Justin Airas and Bin Zhang*
Department of Chemistry, Massachusetts Institute of Technology, Cambridge, MA 02139-4307, United States
*Corresponding Author: Bin Zhang. E-mail: binz@mit.edu
The multiscale Schake (SchNet / SAKE hybrid) architecture uses a SAKE message-passing layer to process information from neighboring atoms j within a short distance from atom i, followed by a SchNet message-passing layer to process information from neighboring alpha carbons atoms k beyond the short distance cutoff used within the SAKE message-passing layer.
Code implementing this model in PyTorch, along with a Jupyter Notebook showing how to use the model for any set of atom types and Cartesian coordinates, is available here.
If using this model, please cite the following works:
- Airas, J.; Zhang, B. Scaling Graph Neural Networks to Large Proteins. arXiv 2024, arXiv:2410.03921.
- Wang, Y.; Chodera, J. D. Spatial Attention Kinetic Networks with E(n)-Equivariance. arXiv 2023, arXiv:2301.08893.
- Schütt, K. T.; Sauceda, H. E.; Kindermans, P.-J.; Tkatchenko, A., Müller, K.-R. SchNet - A deep learning architecture for molecules and materials. J. Chem. Phys. 2018, 148, 241722.
Most GNNs are designed and optimized to produce accurate predictions for small molecule datasets.

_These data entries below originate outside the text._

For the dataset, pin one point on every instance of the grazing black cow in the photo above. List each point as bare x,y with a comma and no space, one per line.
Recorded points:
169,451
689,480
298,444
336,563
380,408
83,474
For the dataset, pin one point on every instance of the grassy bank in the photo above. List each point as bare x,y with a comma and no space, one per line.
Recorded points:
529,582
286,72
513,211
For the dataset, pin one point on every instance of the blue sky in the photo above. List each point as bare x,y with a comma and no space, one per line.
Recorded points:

Our custom Dataset of Implicit Solvation Protein Energies and Forces contains over 200,000 proteins ranging in size from 16 to 1,022 amino acids, along with their implicit solvation free energies (a many-body energy term) and corresponding forces. DISPEF enables evaluation and future design of GNNs for large, biologically-relevant proteins.
The three main subsets of DISPEF, referred to as DISPEF-S, DISPEF-M, and DISPEF-L are available on Zenodo.

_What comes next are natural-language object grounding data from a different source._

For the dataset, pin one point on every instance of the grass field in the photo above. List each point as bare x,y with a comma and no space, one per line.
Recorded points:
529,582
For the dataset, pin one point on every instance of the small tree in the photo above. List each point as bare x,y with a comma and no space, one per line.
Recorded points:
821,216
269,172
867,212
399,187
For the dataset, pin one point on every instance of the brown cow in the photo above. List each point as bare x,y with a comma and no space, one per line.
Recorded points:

The smaller subset of DISPEF used to assess the computational cost of GNNs (referred to as DISPEF-c) is available here.
Note that to load all DISPEF subset files, the file dataset_prep.py must first be imported. For an example of how to load a DISPEF subset file, see this Jupyter Notebook.
If using any of the DISPEF subsets, please cite our work.

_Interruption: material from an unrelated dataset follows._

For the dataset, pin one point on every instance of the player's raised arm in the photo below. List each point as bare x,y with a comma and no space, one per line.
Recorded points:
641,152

To conduct training on DISPEF, we constructed a custom PyTorch batch sampler. Unlike a typical batch sampler that bins a user-set, fixed number of samples into each batch, our custom batch sampler instead bins molecules based on a running tally of the total number of atoms of all molecule samples added to that batch. This ensures more efficient utilization of GPU memory during training.
Code implementing this custom batch sampler, along with a Jupyter Notebook showing how to implement it, can be found here. If using this batch sampler, please cite our work.